Hale Farm's core mission is education, a place where the past is brought to life through a combination of living history experiences, historic architecture, domestic craft and trade demonstrations, farming and heritage gardens.

Hale Farm & Village depicts rural life in the Western Reserve through the experiences of three generations of Hales, from pioneer Jonathan Hale's arrival in 1810 through the bequest of the family farm to WRHS by his great-granddaughter, Clara Belle Ritchie, in 1956. Her will directed WRHS to "establish The Hale Farm as a museum, open to the public to the end that the greatest number of persons may be informed as to the history and culture of the Western Reserve." In 1973, The Hale Farm was listed on the National Register of Historic Places as the Jonathan Hale Homestead.

Located in the heart of the Cuyahoga Valley National Park, Hale Farm & Village is the ultimate outdoor classroom with thirty-two historic structures, heritage breeds of livestock, gardens and crop fields, costumed staff, early American craft and trade demonstrations, and a year-round calendar of educational and public programs and community events that explore the rich, rural American experience in the Western Reserve.

=== Hale Farm structures ===

- Jonathan Hale House (built 1825–1827); the house was one of only two all-brick buildings in the Cuyahoga Valley at the time of its construction.
- Jonathan Goldsmith House (built c. 1830) was built for the William Peck Robinson family in Willoughby, Ohio by Jonathan Gillett Goldsmith (1784–1847)
- Fritch Log Cabin
- Log Smoke House
- Sugar House
- Sawmill
- The John A. McAlonan Carriage Manufactory
- The Stow House
- The Saltbox House
- The Jagger House
- Schoolhouse
- The Land Office
- The Mary Ann Sears Swetland Memorial Meetinghouse
- The Wade Law Office
- The Jonathan E. Herrick House
- The Aten Log Barn

==Other properties==
- Shandy Hall, located in Geneva, Ohio, was constructed in 1815 by Col.
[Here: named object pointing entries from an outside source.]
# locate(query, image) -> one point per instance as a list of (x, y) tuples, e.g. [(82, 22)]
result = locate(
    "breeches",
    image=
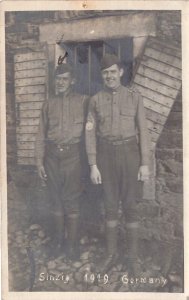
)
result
[(119, 165), (63, 169)]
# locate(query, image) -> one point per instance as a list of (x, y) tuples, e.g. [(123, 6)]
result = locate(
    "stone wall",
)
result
[(162, 219)]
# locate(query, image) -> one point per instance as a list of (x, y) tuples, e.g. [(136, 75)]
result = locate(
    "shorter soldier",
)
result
[(58, 156), (115, 118)]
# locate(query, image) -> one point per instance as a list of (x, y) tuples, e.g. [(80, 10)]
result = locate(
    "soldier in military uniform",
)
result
[(58, 156), (118, 155)]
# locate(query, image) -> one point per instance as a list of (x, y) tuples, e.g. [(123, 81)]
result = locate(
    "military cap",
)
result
[(109, 60), (63, 68)]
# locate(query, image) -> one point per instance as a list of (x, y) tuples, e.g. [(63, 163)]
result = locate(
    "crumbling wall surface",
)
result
[(162, 219)]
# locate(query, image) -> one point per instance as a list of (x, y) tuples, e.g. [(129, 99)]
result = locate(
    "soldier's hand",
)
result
[(41, 172), (95, 175), (143, 173)]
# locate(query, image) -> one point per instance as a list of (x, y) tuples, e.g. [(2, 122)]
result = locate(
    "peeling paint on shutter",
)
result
[(158, 79), (31, 79)]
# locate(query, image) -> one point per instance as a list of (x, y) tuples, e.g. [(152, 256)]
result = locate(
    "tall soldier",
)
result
[(115, 122), (58, 156)]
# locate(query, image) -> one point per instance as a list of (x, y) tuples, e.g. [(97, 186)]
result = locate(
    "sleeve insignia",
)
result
[(89, 125)]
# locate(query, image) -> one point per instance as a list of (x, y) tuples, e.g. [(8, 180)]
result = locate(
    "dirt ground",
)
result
[(31, 268)]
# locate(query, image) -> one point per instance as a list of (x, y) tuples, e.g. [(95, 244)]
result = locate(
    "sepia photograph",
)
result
[(94, 151)]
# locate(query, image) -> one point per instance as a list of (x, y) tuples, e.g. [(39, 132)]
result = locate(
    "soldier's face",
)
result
[(63, 82), (112, 76)]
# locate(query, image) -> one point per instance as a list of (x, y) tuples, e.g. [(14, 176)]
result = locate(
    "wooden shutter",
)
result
[(158, 79), (31, 80)]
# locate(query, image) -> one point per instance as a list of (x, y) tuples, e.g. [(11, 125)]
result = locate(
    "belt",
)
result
[(63, 147), (119, 142)]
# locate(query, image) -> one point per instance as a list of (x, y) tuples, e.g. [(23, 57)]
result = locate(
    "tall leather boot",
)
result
[(111, 242), (58, 238), (72, 237), (132, 242)]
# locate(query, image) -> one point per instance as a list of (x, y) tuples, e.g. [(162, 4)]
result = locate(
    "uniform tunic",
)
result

Robert Harper, a son of Alexander Harper, namesake of the township and the first permanent settler in that area. Built in 1815, Shandy Hall is an example of early life and architecture found in the Western Reserve. Shandy Hall is under preservation and is not currently available for public visitation.
- Loghurst, built in 1805 in Canfield, Ohio, is thought to be the oldest residence in the Western Reserve. Loghurst continues to be part of the WRHS Collection of historic buildings and properties. Today, the Canfield Heritage Foundation maintains the property and public operation. Canfield Heritage Foundation offers additional information.
- The society also owned and operated Lawnfield, President James A. Garfield's home in Mentor, Ohio, from 1936, when it was donated by the Garfield family, until 2008, when it was turned over to the National Park Service.